Case Study 1: Are We More Depressed, or More Diagnosed?
The Two Cities Thought Experiment
Imagine two cities, each with 100,000 residents and identical actual rates of clinical depression (let's say 7%).
City A has low mental health awareness. Stigma is high. Most people with depression don't seek help. Those who do see a general practitioner who may or may not screen for depression. The city's depression diagnosis rate: 3%.
City B has high mental health awareness. Stigma is low. Mental health campaigns are everywhere. Screening is universal in primary care. People are encouraged to seek help at the earliest signs of distress. The city's depression diagnosis rate: 10%.
Same actual depression rate (7%). Very different diagnosis rates (3% vs. 10%).
Now imagine that City A transitions to City B's approach over a decade. What would the data show? A dramatic increase in depression diagnoses — from 3% to 10%. A tripling. Headlines would announce an "epidemic."
But nothing changed about the actual depression rate. What changed was detection.
Real-World Evidence for the Detection Effect
Several lines of evidence suggest the detection effect is real:
Primary care screening adoption. In the 2000s–2010s, the U.S. Preventive Services Task Force began recommending universal depression screening in primary care. As screening expanded, diagnosis rates rose. This is exactly what you'd expect if existing depression was being detected more efficiently.
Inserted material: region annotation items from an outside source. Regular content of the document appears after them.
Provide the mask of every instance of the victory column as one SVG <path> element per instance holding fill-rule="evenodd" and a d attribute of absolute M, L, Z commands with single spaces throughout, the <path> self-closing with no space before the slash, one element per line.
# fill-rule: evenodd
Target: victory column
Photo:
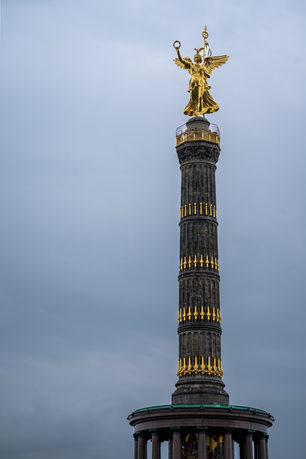
<path fill-rule="evenodd" d="M 195 49 L 194 62 L 182 57 L 179 41 L 173 43 L 174 62 L 191 75 L 184 114 L 192 117 L 176 132 L 182 171 L 178 380 L 172 405 L 129 415 L 134 428 L 134 459 L 147 459 L 149 440 L 152 459 L 160 459 L 163 441 L 168 442 L 168 459 L 233 459 L 234 442 L 239 444 L 239 459 L 268 459 L 267 432 L 273 417 L 230 405 L 222 381 L 215 180 L 220 135 L 217 126 L 202 115 L 219 109 L 207 80 L 228 56 L 211 56 L 206 26 L 202 36 L 204 46 Z"/>

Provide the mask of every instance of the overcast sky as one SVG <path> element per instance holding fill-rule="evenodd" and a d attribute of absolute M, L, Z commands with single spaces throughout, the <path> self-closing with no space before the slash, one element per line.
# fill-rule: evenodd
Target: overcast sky
<path fill-rule="evenodd" d="M 216 172 L 223 380 L 303 457 L 300 0 L 2 0 L 0 455 L 132 458 L 132 411 L 177 380 L 175 129 L 202 46 L 227 54 Z M 164 455 L 163 459 L 165 459 Z"/>

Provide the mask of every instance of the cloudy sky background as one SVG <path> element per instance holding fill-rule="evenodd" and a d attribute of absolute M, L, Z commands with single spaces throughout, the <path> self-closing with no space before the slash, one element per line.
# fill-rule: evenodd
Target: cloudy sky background
<path fill-rule="evenodd" d="M 223 381 L 302 457 L 305 2 L 2 0 L 0 452 L 132 457 L 177 381 L 175 129 L 207 24 Z M 164 455 L 163 459 L 164 459 Z"/>

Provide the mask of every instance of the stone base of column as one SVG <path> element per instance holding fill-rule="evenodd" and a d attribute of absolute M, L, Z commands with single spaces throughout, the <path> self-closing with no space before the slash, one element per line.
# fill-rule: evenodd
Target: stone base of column
<path fill-rule="evenodd" d="M 244 407 L 203 405 L 152 407 L 130 414 L 128 420 L 138 438 L 135 459 L 147 459 L 146 442 L 151 439 L 153 459 L 160 459 L 162 441 L 169 442 L 169 459 L 181 459 L 183 447 L 185 450 L 190 447 L 188 442 L 192 442 L 193 448 L 196 447 L 194 442 L 197 442 L 199 459 L 207 459 L 206 440 L 208 447 L 210 441 L 213 440 L 215 448 L 217 437 L 217 447 L 224 451 L 224 459 L 233 459 L 232 439 L 240 445 L 241 457 L 253 459 L 253 439 L 254 459 L 267 459 L 266 440 L 273 422 L 270 414 Z"/>
<path fill-rule="evenodd" d="M 172 394 L 171 402 L 176 405 L 228 405 L 229 397 L 223 389 L 225 385 L 219 378 L 182 378 L 175 385 L 177 388 Z"/>

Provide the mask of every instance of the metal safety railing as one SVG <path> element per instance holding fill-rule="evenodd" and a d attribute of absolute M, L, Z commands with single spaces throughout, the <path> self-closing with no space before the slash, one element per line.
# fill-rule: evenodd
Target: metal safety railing
<path fill-rule="evenodd" d="M 220 145 L 220 131 L 217 124 L 210 124 L 209 131 L 196 129 L 188 131 L 186 125 L 183 124 L 177 128 L 176 134 L 177 146 L 184 142 L 196 140 L 206 140 Z"/>

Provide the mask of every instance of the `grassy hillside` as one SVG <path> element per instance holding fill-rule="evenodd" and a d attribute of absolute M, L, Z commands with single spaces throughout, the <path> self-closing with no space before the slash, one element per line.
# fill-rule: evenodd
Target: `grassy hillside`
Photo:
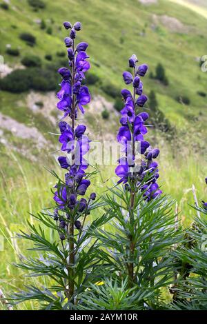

Stigma reduction. Pew Research and Gallup data show that attitudes toward mental health treatment have become substantially more positive over the past 20 years. More people are willing to acknowledge depression, seek help, and receive a diagnosis.
Insurance coverage changes. The Mental Health Parity and Addiction Equity Act (2008) and the Affordable Care Act (2010) expanded insurance coverage for mental health services. More coverage → more help-seeking → more diagnoses.
Telehealth expansion. COVID-19 dramatically expanded telehealth availability. Access to mental health services increased, which increased diagnosis rates — particularly in rural and underserved areas.
Real-World Evidence Against Pure Detection
If rising numbers were purely about better detection, you'd expect:
- The increase to flatten as detection approaches 100% — but it hasn't flattened yet
- The increase to be largest in populations where detection was previously worst — but the increase is largest among young people, who were already the group most willing to discuss mental health
- ER visits for self-harm to remain stable (since ER visits don't depend on voluntary help-seeking) — but they've increased substantially
These observations suggest that at least some of the increase reflects genuine new cases, not just better detection.
The Middle Path
The most likely truth: both effects are operating simultaneously.
- Some of the increase is genuine new depression, particularly among youth, possibly related to social media, economic stress, academic pressure, and pandemic effects
- Some of the increase is better detection of pre-existing depression, driven by screening, stigma reduction, and improved access
- Some of the increase is diagnostic expansion, where conditions that would previously have been called sadness, burnout, or adjustment difficulties are now being labeled as depression
The proportions are debated. But the answer is almost certainly not "it's all real increase" or "it's all better detection." It's a mix — and the mix makes the "epidemic" framing problematic because it implies that 100% of the increase represents new illness, when much of it may represent awareness.
Discussion Questions
-
In the two-cities thought experiment, City B has a higher diagnosis rate but the same actual depression rate. Is City B better off than City A? What are the costs and benefits of higher detection?
-
If the increase is partly genuine and partly detection, how should public health messaging be framed? "Depression is increasing" may cause alarm; "We're detecting more" may cause complacency.
-
The youth ER data suggests genuine increase. What distinguishes this data from survey data in its ability to detect real changes?
-
If universal screening increases diagnoses, is there a risk of over-diagnosis? How should screening programs balance sensitivity (catching real cases) against specificity (not false-alarming people who aren't depressed)?